= Riverlife Task Force =

U.S. nonprofit organization

Riverlife (formerly known as Riverlife Task Force) is a nonprofit public-private partnership established in 2000 to guide and advocate for the redevelopment of the riverfronts of the City of Pittsburgh, Pennsylvania. Its most significant capital project is the planning and development of Three Rivers Park.

== Organization ==

===History===
Riverlife was established as Riverlife Task Force in 2000 as an independent public-private partnership, with its main focus being the creation of Three Rivers Park. Since its founding, Riverlife has been an active proponent of riverfront development focused towards bettering the beauty and recreational aspects of Pittsburgh's rivers. It has also voiced concerns over projects that it has felt would have an adverse effect on the rivers.

Over $129 million of public and private funding has been invested in building Pittsburgh's riverfront park system since 2000, resulting in over $4.1 billion in adjacent development in the forms of hotels, office buildings, entertainment venues and other real estate projects located next to the park.

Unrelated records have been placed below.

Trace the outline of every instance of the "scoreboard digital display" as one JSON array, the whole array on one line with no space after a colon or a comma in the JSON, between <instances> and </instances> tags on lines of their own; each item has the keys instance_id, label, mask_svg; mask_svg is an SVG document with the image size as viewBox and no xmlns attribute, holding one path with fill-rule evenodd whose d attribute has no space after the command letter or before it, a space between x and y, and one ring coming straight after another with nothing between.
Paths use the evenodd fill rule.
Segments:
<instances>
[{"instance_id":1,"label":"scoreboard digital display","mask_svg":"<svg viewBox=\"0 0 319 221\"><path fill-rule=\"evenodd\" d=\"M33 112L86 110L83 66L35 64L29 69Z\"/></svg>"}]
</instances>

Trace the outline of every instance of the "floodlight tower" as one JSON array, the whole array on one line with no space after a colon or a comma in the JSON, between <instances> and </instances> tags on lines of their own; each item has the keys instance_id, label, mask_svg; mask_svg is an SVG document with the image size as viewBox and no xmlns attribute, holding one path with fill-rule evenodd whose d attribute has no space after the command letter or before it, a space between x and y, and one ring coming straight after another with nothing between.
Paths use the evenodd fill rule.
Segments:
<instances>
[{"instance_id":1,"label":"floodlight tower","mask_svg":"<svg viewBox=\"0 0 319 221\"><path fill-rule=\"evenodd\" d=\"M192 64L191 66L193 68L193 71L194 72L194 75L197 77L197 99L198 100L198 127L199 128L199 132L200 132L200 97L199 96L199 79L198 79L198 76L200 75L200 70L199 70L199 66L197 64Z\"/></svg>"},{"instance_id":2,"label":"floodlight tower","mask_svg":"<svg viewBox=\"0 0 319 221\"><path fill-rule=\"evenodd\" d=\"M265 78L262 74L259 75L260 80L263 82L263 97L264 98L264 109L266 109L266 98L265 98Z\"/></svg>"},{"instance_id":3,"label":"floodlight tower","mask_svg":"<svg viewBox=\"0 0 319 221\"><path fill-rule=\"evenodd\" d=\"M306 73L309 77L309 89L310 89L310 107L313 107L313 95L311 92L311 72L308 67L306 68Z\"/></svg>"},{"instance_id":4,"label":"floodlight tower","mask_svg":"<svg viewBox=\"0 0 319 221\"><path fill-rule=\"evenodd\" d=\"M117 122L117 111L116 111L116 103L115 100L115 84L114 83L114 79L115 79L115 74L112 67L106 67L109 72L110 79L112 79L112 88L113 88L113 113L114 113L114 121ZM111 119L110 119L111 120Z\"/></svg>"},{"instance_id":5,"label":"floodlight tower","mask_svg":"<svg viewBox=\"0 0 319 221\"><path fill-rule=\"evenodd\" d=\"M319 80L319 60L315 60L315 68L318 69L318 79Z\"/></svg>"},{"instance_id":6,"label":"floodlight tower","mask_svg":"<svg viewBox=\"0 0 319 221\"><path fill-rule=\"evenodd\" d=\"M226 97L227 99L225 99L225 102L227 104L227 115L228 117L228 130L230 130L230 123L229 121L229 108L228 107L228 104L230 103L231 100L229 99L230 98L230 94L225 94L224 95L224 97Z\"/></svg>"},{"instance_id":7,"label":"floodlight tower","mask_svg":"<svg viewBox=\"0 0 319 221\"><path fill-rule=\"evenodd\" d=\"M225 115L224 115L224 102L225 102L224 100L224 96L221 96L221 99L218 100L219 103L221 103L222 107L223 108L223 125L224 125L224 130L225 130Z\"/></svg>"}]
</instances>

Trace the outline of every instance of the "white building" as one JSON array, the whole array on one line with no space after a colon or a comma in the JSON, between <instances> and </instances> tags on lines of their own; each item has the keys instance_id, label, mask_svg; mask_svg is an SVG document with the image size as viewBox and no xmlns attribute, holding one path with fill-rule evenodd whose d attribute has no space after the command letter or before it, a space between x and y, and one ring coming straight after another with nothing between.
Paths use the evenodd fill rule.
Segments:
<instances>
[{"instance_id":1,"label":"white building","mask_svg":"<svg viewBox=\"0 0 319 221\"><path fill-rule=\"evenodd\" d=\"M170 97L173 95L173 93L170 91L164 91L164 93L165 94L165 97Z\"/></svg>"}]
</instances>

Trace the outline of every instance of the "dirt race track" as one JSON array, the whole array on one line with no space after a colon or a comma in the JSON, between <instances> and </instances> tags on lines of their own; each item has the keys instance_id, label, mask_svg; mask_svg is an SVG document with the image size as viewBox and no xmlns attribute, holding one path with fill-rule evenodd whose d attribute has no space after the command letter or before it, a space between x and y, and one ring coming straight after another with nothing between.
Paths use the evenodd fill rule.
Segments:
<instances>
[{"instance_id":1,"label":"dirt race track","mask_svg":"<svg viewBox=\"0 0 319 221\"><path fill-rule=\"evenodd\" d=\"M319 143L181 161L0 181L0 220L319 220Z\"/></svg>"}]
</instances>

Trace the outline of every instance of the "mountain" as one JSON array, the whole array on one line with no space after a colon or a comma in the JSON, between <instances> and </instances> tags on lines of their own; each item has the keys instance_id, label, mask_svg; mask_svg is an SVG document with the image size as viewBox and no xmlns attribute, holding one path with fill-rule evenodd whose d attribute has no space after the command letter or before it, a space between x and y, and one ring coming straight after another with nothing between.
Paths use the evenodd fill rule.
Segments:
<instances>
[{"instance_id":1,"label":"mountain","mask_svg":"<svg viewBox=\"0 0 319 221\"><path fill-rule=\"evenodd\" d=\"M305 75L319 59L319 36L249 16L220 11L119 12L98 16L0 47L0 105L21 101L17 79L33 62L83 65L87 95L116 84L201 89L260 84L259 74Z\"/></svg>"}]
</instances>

Past and present board members of Riverlife include Carol Brown, former president of Pittsburgh Cultural Trust; Teresa Heinz of the Heinz Endowments; Paul O’Neill, former United States Secretary of the Treasury; Dan Onorato, Chief Executive of Allegheny County; and Art Rooney, Jr., president of the Pittsburgh Steelers.

The organization simplified its name from Riverlife Task Force to Riverlife in 2008.

Vivien Li is Riverlife's president and CEO.

===Mission and goals===
The core goal of Riverlife is to reclaim, restore and promote Pittsburgh's riverfronts as an environmental, recreational, cultural, and economic hub for the people of the region and its visitors. This is being accomplished through a combination of the following three approaches:
1. Developing core capital projects and acting as the driving force behind them.
2. Supporting other capital projects that are sponsored by public and private partners.
3. Advocating for high quality design, environmental preservation, and other issues that affect the park's development.
Riverlife has often been a distinct voice in the areas of Pittsburgh development projects. It has a history of both supporting or criticizing projects that it feels would have a positive or adverse effect on the rivers of Pittsburgh.